Teresa stellte sich vor. »Frau Bluhme kauft bei Ihnen immer Eier und Geflügel«, sagte sie. »Da wollte ich mal fragen, ob wir auch etwas bekommen könnten.«
»Aber sicher«, erwiderte Annemarie Bauermann.
»Aber ich mag keine toten Hühner, Omi«, sagte Kevin. »Die lebendigen sind so lieb.«
»Ich möchte mir gern mal alles anschauen«, sagte Konstantin interessiert. »Hanna hätte uns ruhig mal mitnehmen können.«
Annemarie Bauermann war noch ein bißchen verlegen. »Sind das Kinder von Dr. Laurin?« fragte sie.
»Zwei davon«, erwiderte Teresa.
»Die anderen sind mit Mami in der Stadt«, erklärte Kevin sofort.
»Wir kennen Hanna schon lange«, sagte Annemarie Bauermann. »Es ist nett, daß Sie uns auch mal mit Ihrem Besuch beehren, Frau Kayser.«
»Das hätten wir schon längst tun sollen«, sagte Teresa, die unentwegt überlegte, wie sie zu ihrem eigentlichen Anliegen die richtige Einleitung finden könnte. »Für nestfrische Eier kann man ruhig mal einen Umweg machen. Warum ist Hanna eigentlich noch nicht auf den Gedanken gekommen, daß Sie die Klinik beliefern?«
»Sicher deswegen nicht, weil wir früher nicht so viele Hühner hatten«, erwiderte Annemarie Bauermann. »Wir haben sie von den Nachbarn übernommen.
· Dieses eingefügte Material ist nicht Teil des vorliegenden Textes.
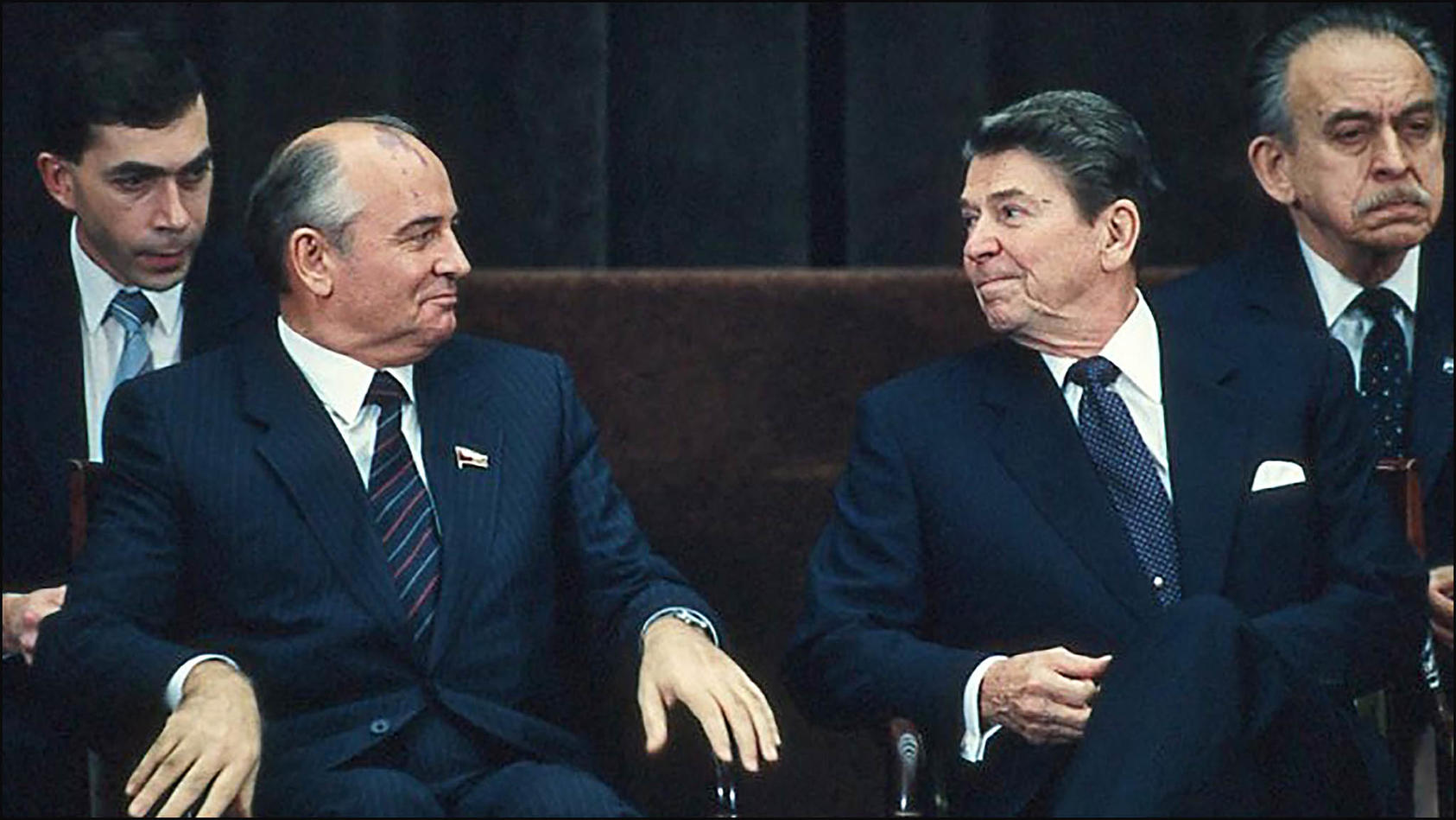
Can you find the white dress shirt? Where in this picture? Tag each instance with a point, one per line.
(1337, 293)
(1136, 353)
(343, 384)
(104, 338)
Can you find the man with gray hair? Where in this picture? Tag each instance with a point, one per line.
(1349, 114)
(1117, 565)
(373, 567)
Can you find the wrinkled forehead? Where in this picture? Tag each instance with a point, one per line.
(1352, 67)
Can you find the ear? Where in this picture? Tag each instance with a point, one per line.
(1122, 227)
(59, 178)
(1269, 157)
(310, 261)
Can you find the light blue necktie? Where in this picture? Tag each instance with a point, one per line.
(133, 312)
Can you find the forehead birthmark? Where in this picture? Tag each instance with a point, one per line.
(392, 142)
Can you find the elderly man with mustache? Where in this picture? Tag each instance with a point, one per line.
(1349, 125)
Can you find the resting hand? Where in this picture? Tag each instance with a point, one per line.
(23, 615)
(1044, 696)
(681, 663)
(208, 746)
(1439, 594)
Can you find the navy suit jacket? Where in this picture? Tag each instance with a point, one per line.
(44, 392)
(972, 522)
(235, 522)
(1270, 283)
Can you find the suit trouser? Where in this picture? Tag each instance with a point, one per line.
(439, 766)
(1200, 717)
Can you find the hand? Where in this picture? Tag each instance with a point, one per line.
(23, 615)
(210, 745)
(681, 663)
(1439, 594)
(1044, 696)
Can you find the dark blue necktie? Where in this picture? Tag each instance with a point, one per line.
(1130, 475)
(133, 310)
(1385, 376)
(403, 513)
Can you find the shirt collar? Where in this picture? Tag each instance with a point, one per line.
(1335, 290)
(98, 289)
(339, 382)
(1133, 348)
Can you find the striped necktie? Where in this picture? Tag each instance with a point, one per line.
(133, 312)
(402, 510)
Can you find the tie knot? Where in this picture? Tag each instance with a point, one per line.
(1095, 370)
(131, 309)
(1377, 302)
(384, 391)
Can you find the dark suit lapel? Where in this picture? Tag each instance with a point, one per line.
(1043, 452)
(456, 411)
(1277, 286)
(1432, 384)
(307, 454)
(1206, 440)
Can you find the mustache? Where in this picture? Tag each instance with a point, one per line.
(1409, 193)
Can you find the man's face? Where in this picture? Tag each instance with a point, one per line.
(1029, 252)
(396, 293)
(1366, 169)
(140, 197)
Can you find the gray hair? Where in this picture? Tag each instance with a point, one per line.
(303, 187)
(1267, 79)
(1095, 144)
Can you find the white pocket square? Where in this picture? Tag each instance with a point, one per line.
(1277, 474)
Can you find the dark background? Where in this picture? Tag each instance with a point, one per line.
(634, 136)
(713, 136)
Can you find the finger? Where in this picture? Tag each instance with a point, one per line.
(744, 734)
(225, 788)
(711, 718)
(159, 750)
(763, 722)
(654, 717)
(190, 788)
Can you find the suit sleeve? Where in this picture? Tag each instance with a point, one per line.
(1367, 618)
(859, 654)
(106, 652)
(622, 582)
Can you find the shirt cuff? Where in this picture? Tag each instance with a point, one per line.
(686, 615)
(174, 695)
(974, 741)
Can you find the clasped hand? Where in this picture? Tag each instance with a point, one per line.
(210, 746)
(1044, 696)
(679, 663)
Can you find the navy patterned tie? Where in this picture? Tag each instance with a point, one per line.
(133, 312)
(1385, 376)
(1130, 475)
(403, 513)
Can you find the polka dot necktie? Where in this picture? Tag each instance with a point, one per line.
(133, 310)
(1130, 475)
(1385, 375)
(403, 513)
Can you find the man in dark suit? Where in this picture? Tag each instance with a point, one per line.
(127, 155)
(1122, 567)
(1349, 118)
(379, 560)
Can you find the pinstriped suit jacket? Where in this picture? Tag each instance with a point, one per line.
(236, 523)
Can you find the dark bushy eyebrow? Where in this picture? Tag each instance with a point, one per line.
(149, 171)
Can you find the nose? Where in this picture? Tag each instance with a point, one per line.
(171, 213)
(1388, 159)
(453, 263)
(980, 242)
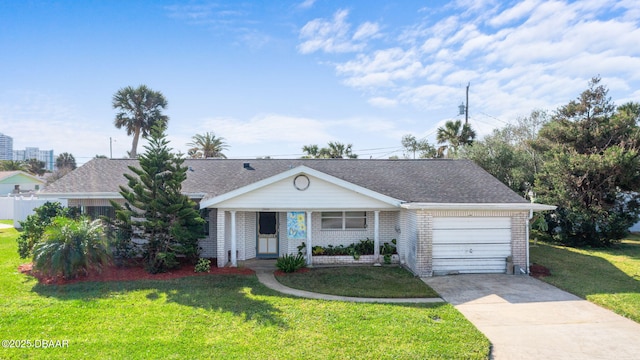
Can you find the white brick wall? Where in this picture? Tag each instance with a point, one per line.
(208, 246)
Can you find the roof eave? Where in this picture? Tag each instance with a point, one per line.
(213, 201)
(100, 195)
(478, 206)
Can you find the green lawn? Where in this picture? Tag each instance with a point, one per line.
(359, 281)
(217, 316)
(607, 277)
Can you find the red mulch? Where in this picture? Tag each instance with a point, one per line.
(115, 273)
(538, 271)
(299, 271)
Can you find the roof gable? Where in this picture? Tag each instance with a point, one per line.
(18, 177)
(426, 181)
(325, 191)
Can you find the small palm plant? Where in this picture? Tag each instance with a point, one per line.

Die Riedings haben sich auf Rindvieh spezialisiert.«
»Rindvieh sagt man nicht«, erklärte Kevin.
Annemarie Bauermann lachte hellauf. »In diesem Fall ist es ein Gattungsbegriff«, erklärte sie.
Der Name Rieding war gefallen, aber leider hatte Kevin den Faden wieder zerrissen. Doch Teresa griff ihn wieder auf.